BRASÍLIA- Se a falta de impacto das enchentes no resultado das eleições de Porto Alegre chamou atenção, o mesmo não aconteceu em algumas cidades do interior do Estado, no Vale do Taquari. Municípios duramente atingidos pelas chuvas, como Estrela, Arroio do Meio e Roca Sales, viram os atuais prefeitos ou candidatos apoiados por eles não se elegerem no pleito de domingo.
Entre os derrotados, a visão é de que a catástrofe que assolou os municípios gaúchos teve influência decisiva em parte do eleitorado, que encarou como ineficiente a resposta à situação. De acordo com analistas, uma possível explicação para o comportamento está na hipótese de que o eleitor considerou mais a postura diante da crise do que o planejamento para evitá-la.

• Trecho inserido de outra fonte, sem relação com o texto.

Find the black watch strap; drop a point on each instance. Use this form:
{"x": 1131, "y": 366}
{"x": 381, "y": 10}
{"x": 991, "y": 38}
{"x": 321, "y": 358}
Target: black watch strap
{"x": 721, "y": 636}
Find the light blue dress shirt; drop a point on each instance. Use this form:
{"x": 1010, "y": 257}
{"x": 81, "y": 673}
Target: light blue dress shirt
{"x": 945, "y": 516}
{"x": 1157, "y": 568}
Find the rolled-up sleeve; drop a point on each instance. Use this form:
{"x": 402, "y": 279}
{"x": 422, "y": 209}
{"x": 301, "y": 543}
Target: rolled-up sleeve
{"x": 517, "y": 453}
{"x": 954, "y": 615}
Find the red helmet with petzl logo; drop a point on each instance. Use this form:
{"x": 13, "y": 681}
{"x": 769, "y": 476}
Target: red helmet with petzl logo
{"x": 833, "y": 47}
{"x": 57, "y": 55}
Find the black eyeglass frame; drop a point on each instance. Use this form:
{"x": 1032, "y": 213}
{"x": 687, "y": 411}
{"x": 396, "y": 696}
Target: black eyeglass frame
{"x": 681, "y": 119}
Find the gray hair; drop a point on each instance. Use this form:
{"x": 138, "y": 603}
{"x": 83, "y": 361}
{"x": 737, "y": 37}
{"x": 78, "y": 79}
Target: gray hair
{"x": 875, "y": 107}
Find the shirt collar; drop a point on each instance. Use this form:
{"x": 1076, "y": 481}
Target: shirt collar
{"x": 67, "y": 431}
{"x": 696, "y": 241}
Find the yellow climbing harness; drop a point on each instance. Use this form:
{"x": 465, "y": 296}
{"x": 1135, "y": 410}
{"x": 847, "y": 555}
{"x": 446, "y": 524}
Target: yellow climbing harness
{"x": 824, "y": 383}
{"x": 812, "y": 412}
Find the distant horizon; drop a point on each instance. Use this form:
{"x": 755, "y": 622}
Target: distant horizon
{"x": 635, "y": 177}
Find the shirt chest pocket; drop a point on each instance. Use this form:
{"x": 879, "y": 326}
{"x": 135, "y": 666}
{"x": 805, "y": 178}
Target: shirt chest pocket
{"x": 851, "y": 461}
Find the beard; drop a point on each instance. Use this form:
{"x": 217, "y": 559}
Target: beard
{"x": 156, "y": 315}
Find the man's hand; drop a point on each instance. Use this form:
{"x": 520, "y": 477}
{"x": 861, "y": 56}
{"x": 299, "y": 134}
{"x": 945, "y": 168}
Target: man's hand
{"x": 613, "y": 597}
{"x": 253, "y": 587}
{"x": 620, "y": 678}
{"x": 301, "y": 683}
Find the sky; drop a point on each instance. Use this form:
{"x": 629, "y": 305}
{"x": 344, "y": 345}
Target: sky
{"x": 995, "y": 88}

Uma das cidades mais afetadas pelas enchentes, Arroio do Meio não reelegeu o prefeito Danilo Bruxel (PP). O atual gestor recebeu apenas 33,21% dos votos e perdeu para o candidato Sidnei Eckert (MDB), que obteve 48,62%. A enxurrada de maio devastou bairros inteiros, derrubou pontes, e dificultou o acesso à cidade de 20 mil habitantes.
Cinco meses depois, ainda há cerca de 100 pessoas em abrigos e foram construídas, segundo o prefeito, 60 casas provisórias. As habitações permanentes, financiadas pelo “Minha Casa, Minha Vida”, ainda estão longe de serem entregues. Na visão de Bruxel, prefeito derrotado nas urnas, a população não entende a demora dos trâmites, o que acabou selando seu destino na eleição.
“Para ser oposição não tinha coisa mais fácil, porque muita coisa não foi resolvida ainda, está só encaminhada. Tenho certeza absoluta que isso (a chuva) influenciou muito nessa eleição”, afirmou Bruxel.
O prefeito afirmou que a cidade receberá 800 novas casas, mas a construção ainda não foi iniciada. Por enquanto, as famílias estão em moradias provisórias e abrigos. Além disso, a cidade ainda enfrenta dificuldades na reconstrução das pontes que foram derrubadas pela enchente.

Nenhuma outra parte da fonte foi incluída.